Across the country, American Dreams are evaporating in so many ways and for so many reasons it is hard to keep count. I was just reading today in the New York Times about homeowners who have been foreclosed upon now finding it difficult to rent apartments (including one 43-year-old woman who is renting kitchen-less space on the third floor of someone's house). Then you've got the destroyed homes and businesses in the Midwest from the floods, mounting layoffs, and then, of course, $4 gas.
What does this mean? Rejection letters from landlords. Sleeping in cars. Staycations (not trips to Myrtle Beach and Disneyworld). Beans and rice for dinner. Unemployment checks. All with the background noise of peak oil, climate change and drought.

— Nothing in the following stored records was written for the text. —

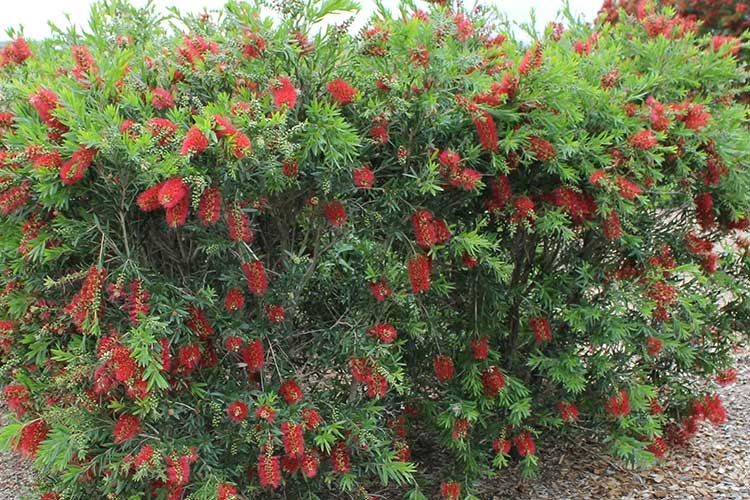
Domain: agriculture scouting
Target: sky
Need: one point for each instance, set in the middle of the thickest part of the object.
(34, 14)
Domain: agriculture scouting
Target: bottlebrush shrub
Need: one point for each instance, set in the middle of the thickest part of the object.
(728, 17)
(253, 259)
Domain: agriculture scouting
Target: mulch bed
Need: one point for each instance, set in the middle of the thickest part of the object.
(715, 465)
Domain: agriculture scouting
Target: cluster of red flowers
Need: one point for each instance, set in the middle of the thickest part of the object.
(541, 329)
(126, 428)
(428, 230)
(618, 405)
(419, 268)
(525, 444)
(73, 170)
(15, 52)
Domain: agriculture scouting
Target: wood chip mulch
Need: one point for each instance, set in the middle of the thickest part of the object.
(716, 465)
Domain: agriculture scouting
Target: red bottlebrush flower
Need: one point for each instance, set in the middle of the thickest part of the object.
(311, 418)
(611, 226)
(136, 302)
(283, 92)
(177, 215)
(523, 209)
(501, 446)
(379, 134)
(568, 411)
(363, 177)
(198, 322)
(32, 435)
(380, 290)
(266, 413)
(15, 52)
(126, 428)
(532, 59)
(542, 149)
(237, 411)
(525, 444)
(255, 275)
(655, 408)
(238, 223)
(341, 91)
(233, 343)
(162, 130)
(443, 366)
(419, 268)
(493, 381)
(377, 385)
(293, 439)
(172, 191)
(541, 328)
(486, 130)
(480, 348)
(74, 169)
(704, 204)
(467, 179)
(226, 491)
(335, 213)
(290, 392)
(423, 224)
(14, 198)
(195, 142)
(166, 356)
(234, 300)
(161, 98)
(460, 429)
(275, 314)
(178, 470)
(385, 332)
(188, 357)
(450, 490)
(619, 404)
(627, 188)
(224, 127)
(715, 412)
(253, 356)
(340, 457)
(209, 207)
(645, 139)
(310, 463)
(143, 457)
(653, 346)
(17, 398)
(726, 377)
(658, 447)
(290, 169)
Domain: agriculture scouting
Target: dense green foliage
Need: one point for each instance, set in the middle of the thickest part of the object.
(247, 255)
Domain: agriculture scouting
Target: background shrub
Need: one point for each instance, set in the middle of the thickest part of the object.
(243, 256)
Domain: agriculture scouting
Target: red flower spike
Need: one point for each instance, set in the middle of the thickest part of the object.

How's all that for a slice of humble pie? I'm certainly eating it. All those years in college racking up debt while aspiring to build a career, own several homes, take weekend retreats and summer vacations (hey, maybe even travel overseas!), and retire at 60 could have been better spent preparing to live in an "earn less, make do" world. A world where people explore the nooks and crannies of their towns and cities rather than jet-setting, where homeownership exemplifies a person's commitment to their communities rather than a path to riches. A world where I have a blue-collar back-up to my white-collar 9 to 5.
Pride (as in "We Americans deserve it!") may have gotten us far in the the 20th century, but it will do us a disservice now. Sharing, sacrifice, solidarity, cooperation and common sense, all those things we pay lip service too, will be the currency that gets us through these next years and decades. It means sharing a house, a car, a garden. Counting the full cost of things you buy from production to sale. Creating miracles for yourself and other people instead of waiting for them to drop out of the sky. Seeing God work in darkness as well as light.
Throwing hissy fits is not going to get us through this deal.